Every X'mas, I make mince pies. I have learned to love this little pastry in England and from its fruity sweet and citrusy flavor, I also started to like the English fruit cake which is more heavier with the brandy and rum effect. I guess it is very true that our tastes and palates change over the times and I loathed the sight of fruitcake when my own dad got it every X'mas last time and I couldn't figure out what he loved about it then. But now, I look forward to next year to make one myself and share with my kids, perhaps lighter on the alcohol and sugar content as I think it was the overbearing smell of the brandy and rum that really put me off eating it when I was younger.
Although they are called Mince Meat Pies, I rather call them Mince Pies as there is no meat at all and Meat Pie sounds savory rather than sweet. I haven't learned the trade of making the mince meat filling yet and bought a large jar which contained no rum ingredient. And I thought there was no one who will make them till I return to the same aisle in my grocery the other day to find all the mince meat filling gone!! Luckily I bought mine a month ago.

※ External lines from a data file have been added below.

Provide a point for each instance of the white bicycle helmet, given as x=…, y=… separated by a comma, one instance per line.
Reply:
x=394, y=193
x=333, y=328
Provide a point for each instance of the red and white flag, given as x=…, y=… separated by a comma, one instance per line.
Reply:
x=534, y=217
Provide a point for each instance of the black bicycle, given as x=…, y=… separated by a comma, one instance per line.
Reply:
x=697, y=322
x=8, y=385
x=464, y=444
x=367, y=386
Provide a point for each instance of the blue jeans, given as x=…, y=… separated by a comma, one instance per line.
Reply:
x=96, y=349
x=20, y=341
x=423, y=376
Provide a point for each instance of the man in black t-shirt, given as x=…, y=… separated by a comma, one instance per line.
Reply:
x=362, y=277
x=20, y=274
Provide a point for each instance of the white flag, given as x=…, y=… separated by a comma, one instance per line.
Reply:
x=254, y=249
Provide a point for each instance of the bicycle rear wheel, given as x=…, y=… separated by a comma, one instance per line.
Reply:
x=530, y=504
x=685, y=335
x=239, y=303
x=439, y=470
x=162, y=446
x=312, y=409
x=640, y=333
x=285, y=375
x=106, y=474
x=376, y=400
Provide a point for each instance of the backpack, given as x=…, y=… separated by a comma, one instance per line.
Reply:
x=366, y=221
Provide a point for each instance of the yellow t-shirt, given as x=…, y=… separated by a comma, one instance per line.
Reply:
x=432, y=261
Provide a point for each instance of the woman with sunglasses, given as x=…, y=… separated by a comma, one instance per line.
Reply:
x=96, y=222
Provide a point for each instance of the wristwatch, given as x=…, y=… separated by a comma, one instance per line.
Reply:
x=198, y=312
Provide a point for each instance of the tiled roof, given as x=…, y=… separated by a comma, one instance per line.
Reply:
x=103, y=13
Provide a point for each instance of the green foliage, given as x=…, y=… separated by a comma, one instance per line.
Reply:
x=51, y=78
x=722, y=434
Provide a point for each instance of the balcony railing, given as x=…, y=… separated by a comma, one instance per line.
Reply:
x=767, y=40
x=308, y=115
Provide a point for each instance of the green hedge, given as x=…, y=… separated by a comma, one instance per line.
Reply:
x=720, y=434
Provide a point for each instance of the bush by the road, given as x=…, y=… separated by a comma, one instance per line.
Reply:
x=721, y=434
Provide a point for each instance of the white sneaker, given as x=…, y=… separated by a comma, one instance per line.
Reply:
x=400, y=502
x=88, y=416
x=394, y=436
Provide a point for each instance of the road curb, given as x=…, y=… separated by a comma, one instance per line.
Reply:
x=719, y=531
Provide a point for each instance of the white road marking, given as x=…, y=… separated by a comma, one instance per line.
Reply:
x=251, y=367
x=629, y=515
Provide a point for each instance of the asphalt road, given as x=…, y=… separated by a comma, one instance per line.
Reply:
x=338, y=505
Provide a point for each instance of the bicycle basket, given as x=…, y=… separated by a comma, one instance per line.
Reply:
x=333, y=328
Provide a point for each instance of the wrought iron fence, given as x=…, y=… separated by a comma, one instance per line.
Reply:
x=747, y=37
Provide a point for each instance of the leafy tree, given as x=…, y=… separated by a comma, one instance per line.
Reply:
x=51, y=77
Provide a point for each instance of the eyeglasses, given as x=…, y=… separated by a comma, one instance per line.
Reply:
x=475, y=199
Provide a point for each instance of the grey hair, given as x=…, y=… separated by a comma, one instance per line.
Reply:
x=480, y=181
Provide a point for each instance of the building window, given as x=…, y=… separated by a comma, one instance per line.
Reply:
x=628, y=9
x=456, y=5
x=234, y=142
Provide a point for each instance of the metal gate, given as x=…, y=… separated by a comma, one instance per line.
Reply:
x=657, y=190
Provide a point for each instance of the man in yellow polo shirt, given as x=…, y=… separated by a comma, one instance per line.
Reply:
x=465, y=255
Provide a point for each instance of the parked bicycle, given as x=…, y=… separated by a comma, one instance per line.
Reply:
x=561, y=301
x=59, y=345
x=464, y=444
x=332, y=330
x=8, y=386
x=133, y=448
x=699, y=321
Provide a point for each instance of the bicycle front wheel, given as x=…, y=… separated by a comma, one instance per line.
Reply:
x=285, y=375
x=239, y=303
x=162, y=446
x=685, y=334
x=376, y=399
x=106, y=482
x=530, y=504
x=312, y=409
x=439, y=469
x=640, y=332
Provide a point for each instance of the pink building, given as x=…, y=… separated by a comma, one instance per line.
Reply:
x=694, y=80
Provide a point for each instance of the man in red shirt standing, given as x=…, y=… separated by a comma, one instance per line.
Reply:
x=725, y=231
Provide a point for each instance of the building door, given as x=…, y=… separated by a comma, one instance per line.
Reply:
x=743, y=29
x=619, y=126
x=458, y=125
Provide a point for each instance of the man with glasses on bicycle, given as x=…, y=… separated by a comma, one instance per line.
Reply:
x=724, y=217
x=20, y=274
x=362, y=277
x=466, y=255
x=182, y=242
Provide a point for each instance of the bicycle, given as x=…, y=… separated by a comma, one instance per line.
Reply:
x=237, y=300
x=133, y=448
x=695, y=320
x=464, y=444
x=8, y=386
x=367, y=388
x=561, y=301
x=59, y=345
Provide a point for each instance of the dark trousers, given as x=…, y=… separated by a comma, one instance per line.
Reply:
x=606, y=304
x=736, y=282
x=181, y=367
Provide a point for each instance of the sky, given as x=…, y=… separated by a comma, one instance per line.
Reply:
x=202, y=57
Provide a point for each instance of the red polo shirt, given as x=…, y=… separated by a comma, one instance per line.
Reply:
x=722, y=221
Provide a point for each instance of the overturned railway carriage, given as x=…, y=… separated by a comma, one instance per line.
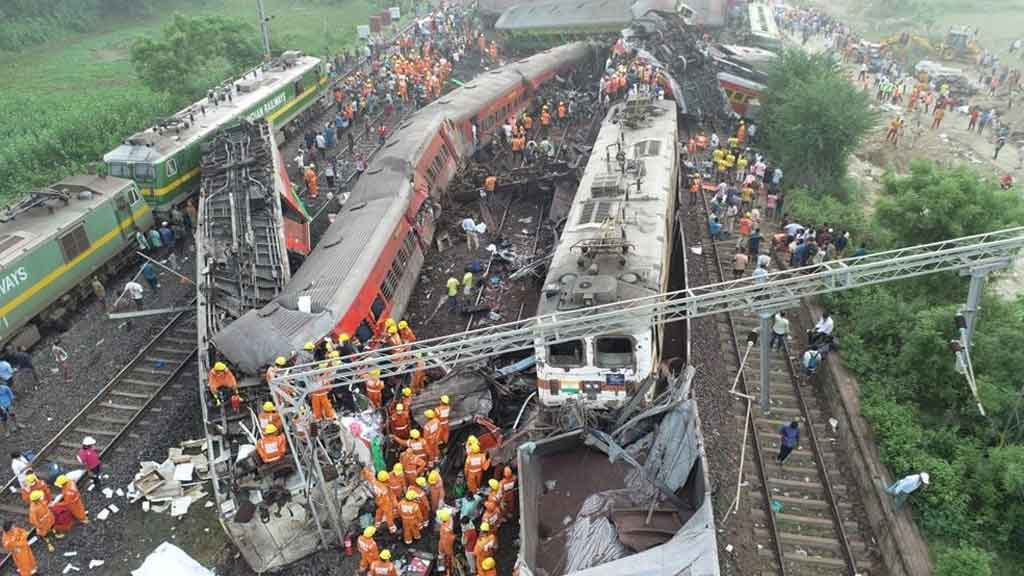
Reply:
x=164, y=160
x=52, y=242
x=615, y=247
x=368, y=261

Without mince pies, I think I will not enjoy X'mas!
The pastry cases were made from a combination of 3 cups flour, 1/2 tsp baking soda, 2 sticks of butter and 3/4 cup cold water. The butter must still be cold and cut to slices before rubbing them with the flour. The idea is to get every bits of flour coated with the butter and the hands are the only best tool to do this. I used plastic gloves to maintain the temperature of the butter while in contact with my hands and for easier clean up later. I skipped the addition of sugar to the dough as the filling will be sweet enough and added the cold water in 3 batches of 1/4 cup each time. Doing it this way gave me a better control of the texture of the dough and to ensure that I get the right firmness. The dough must be rested for at least an hour in the fridge before the rolling out, cutting and filling. This recipe is enough to make 12 pastry cases measuring 3.5 inches each. Depending on the shape of the upper surface of the pies, my star shape used less dough, hence the scraps from the 12 perfect rounds were enough. For close tops, I would recommend an extra batch of the dough recipe.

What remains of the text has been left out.